The main idea I was playing with in this conversation is the idea that there's a shared, though not stated or defined, "ethos" that is embraced by Unitarian Universalists, I have been calling a "modern world-view," some of the characteristics of which I enumerated in the conversation. One doesn't have to hold to these ideas to be a part of our congregations but, on the other hand, the people who are attracted to our congregations generally do hold these ideas. I was tipped off to this thought in two ways:
First, Fred Campbell's observation that there are four faiths in Unitarian Universalist congregations that exist in a larger context and framework. He calls it a "secular society;" I prefer to call it a "modern world-view."
And then a second thing that tipped me off to this larger belief framework was an odd little questionnaire on a website called beliefnet.com. This questionnaire, with the playful title "Belief-O-Matic," is designed to match your beliefs, in terms of percentage, to the religions that most closely resemble your beliefs. They say:
Even if YOU don't know what faith you are, Belief-O-Matic knows. Answer 20 questions about your concept of God, the afterlife, human nature, and more, and Belief-O-Matic will tell you what religion (if any) you practice…or ought to consider practicing.
Over the last several years I have spoken to many Unitarian Universalists who have taken this questionnaire and, inevitably, Unitarian Universalism, which is just one of the 27 different possibilities given, ranks either at a full 100% or very, every high. And these questions are concrete, theological questions having little or nothing to do with the seven principles or the six sources of our associational covenant. This indicates to me that there is a common though unstated belief-base among Unitarian Universalists.

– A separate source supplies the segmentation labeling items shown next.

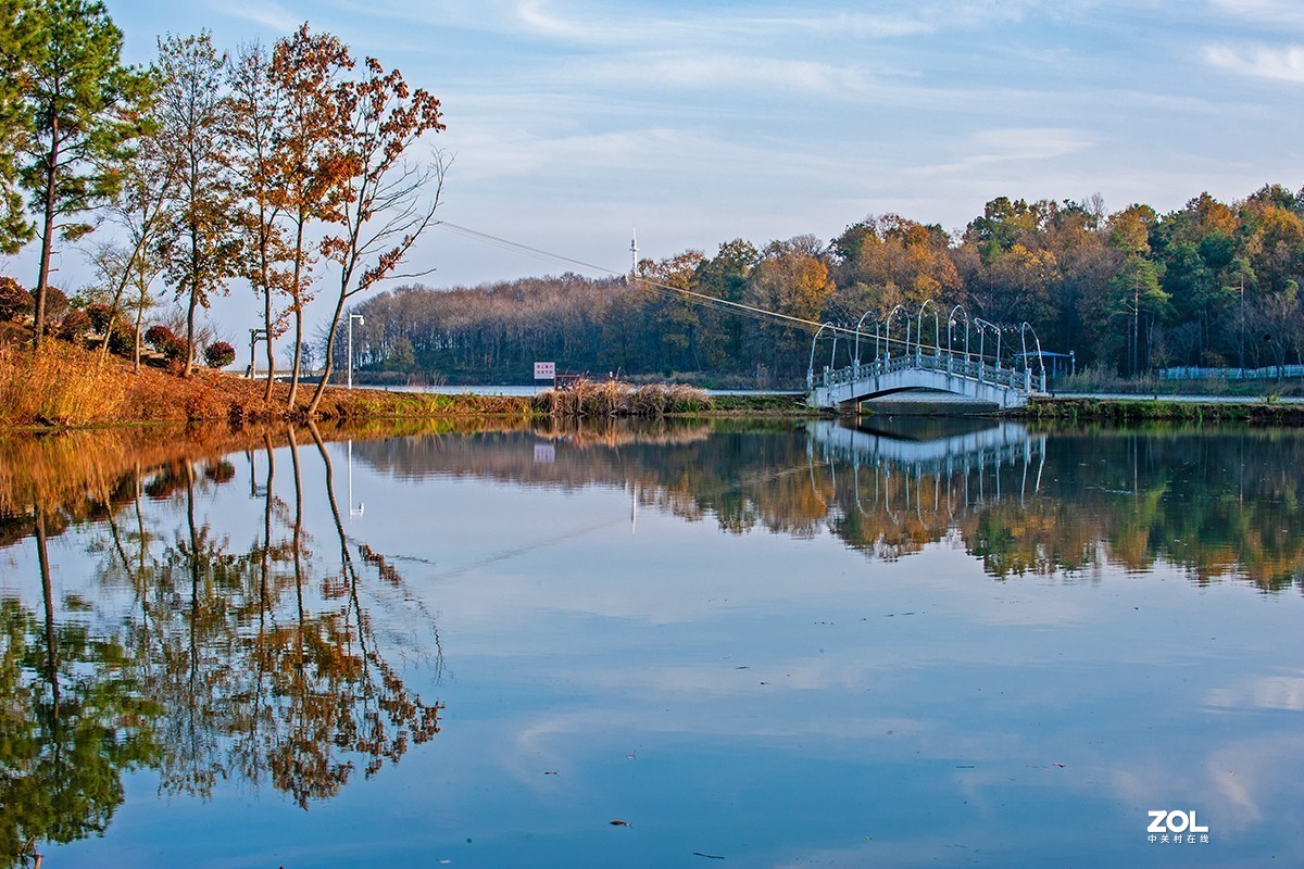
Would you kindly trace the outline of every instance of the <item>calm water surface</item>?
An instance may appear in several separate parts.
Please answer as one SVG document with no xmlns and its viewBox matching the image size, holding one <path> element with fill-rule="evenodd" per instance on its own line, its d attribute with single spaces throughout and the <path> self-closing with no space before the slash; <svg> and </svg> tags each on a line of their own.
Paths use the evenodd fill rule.
<svg viewBox="0 0 1304 869">
<path fill-rule="evenodd" d="M 1304 862 L 1299 431 L 25 449 L 10 864 Z"/>
</svg>

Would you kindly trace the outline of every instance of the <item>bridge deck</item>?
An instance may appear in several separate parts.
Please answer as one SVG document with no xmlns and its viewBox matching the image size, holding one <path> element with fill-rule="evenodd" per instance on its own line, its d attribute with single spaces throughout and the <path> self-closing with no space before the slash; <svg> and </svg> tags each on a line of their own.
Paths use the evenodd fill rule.
<svg viewBox="0 0 1304 869">
<path fill-rule="evenodd" d="M 825 369 L 816 382 L 810 375 L 806 404 L 814 408 L 850 410 L 865 399 L 905 390 L 941 390 L 1000 409 L 1021 408 L 1046 390 L 1046 374 L 1038 378 L 1041 390 L 1033 387 L 1030 369 L 1013 370 L 987 365 L 982 358 L 945 350 L 884 357 L 872 362 Z"/>
</svg>

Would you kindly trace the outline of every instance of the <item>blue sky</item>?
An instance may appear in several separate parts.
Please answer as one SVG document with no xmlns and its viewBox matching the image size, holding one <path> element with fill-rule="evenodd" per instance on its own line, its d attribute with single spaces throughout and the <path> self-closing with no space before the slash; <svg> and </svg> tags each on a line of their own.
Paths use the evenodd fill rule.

This is one of the things that got me thinking about the general ethos or general world-and-life view of Unitarian Universalists. And to my mind, then, a primary mission of Unitarian Universalist congregations, including this one, is to be a place where those who already hold to this general world-and-life view can find a community to sustain, to nourish, and to develop the life of the spirit.
Benediction
Now may peace be in our hearts,
and understanding in our minds,
may courage steel our wills,
and the love of truth forever guide us.Extinguishing of Chalice
We extinguish this chalice
But not the light of truth,
The warmth of community,
Or the fire of commitment.
These we carry in our hearts
Until we are together again.(NOTE: This is a manuscript version of the sermon preached by The Reverend Bruce A. Bode at the Quimper Unitarian Universalist Fellowship on September 26, 2004. The spoken sermon, available on audio cassette at the Fellowship, may differ slightly in phrasing and detail from this manuscript version.)